Revés na posição de Trump à vista e uma nova fase da guerra que será “muito, muito curta”. O que significa e que impactos terá o uso de mísseis ATACMS pela Ucrânia?

O presidente dos Estados Unidos, Joe Biden, autorizou a utilização de mísseis de longo alcance ATACMS pela Ucrânia para atacar território russo, uma decisão que promete alterar os rumos do conflito. O anúncio surge após meses de apelos do presidente ucraniano, Volodymyr Zelensky, para o fornecimento deste armamento, e num momento de grande incerteza política nos EUA, com a recente vitória de Donald Trump nas eleições presidenciais. Em entrevista à Executive Digest, Bruno Ferreira da Costa, politólogo e especialista em Conflitos Internacionais da Universidade da Beira Interior, analisou a decisão, que considera inesperada dada a atual conjuntura política nos Estados Unidos.
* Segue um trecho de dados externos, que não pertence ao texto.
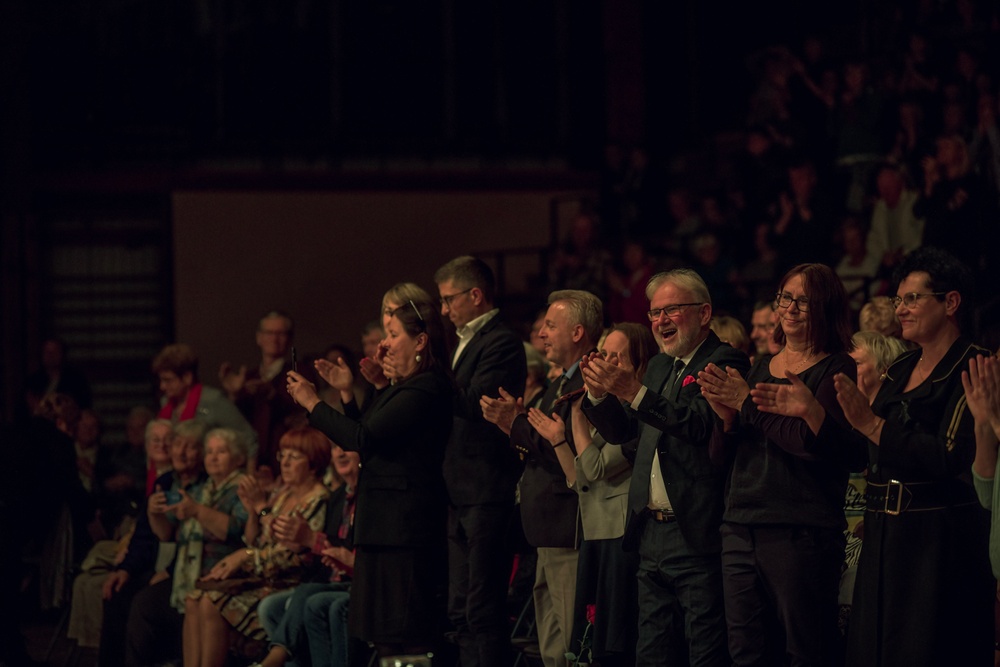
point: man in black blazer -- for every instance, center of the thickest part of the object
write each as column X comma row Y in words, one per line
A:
column 480, row 469
column 572, row 328
column 678, row 485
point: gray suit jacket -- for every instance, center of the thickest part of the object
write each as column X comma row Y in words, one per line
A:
column 679, row 426
column 602, row 482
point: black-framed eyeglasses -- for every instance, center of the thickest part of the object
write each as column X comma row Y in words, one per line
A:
column 910, row 298
column 416, row 310
column 446, row 300
column 670, row 311
column 784, row 300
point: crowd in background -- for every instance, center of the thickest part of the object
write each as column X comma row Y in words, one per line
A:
column 850, row 162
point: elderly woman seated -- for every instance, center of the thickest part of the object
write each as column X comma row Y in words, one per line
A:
column 206, row 523
column 309, row 623
column 224, row 606
column 152, row 627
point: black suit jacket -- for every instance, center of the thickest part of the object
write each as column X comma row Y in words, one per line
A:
column 479, row 465
column 401, row 439
column 679, row 426
column 548, row 506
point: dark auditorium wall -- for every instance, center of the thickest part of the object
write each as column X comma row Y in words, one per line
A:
column 326, row 258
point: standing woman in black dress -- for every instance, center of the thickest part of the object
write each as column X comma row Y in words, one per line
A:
column 782, row 530
column 400, row 578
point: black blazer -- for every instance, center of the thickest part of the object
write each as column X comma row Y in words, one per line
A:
column 479, row 465
column 401, row 439
column 548, row 506
column 679, row 426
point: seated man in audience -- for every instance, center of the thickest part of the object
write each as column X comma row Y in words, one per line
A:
column 184, row 397
column 260, row 392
“Não seria expectável, porque, de facto, o objetivo nestas fases de transição de pastas, tendo em conta uma mudança clara de linha política e partidária, seria uma transição pacífica e coordenada entre o presidente em exercício e o presidente-eleito. Há aqui uma dúvida que ainda não foi esclarecida: se esta decisão foi partilhada e conhecida após a reunião entre Joe Biden e Donald Trump, ou se foi tomada unilateralmente por Biden, ao arrepio do que seria a posição da nova administração”, afirmou, sustentando que esta decisão se encaixa numa “nova fase da guerra” que será “muito, muito rápida”, com a transição de poder nos EUA no horizonte, já a 6 de janeiro do ano que vem.

Era uma decisão expectável ainda antes do fim do mandato de Biden, e sendo que Zelensky tinha feito já este pedido/apelo várias vezes durante os últimos meses de conflito?

Expectável não seria, porque de facto o objetivo nestas fases de transição de pastas, e tendo em conta uma mudança clara de linha politica/partidária doa EUA, será expectável uma transição pacífica, ou muito mais coordenada entre o presidente em exercício e o presidente-eleito. Portanto, há aqui uma duvida que ainda não foi esclarecida: se de facto esta decisão acaba por acontecer partilhada e conhecida após a reunião entre Joe Biden e Donald Trump, ou se acaba por ser uma decisão de Biden, ao arrepio do que seria eventualmente a decisão da nova administração.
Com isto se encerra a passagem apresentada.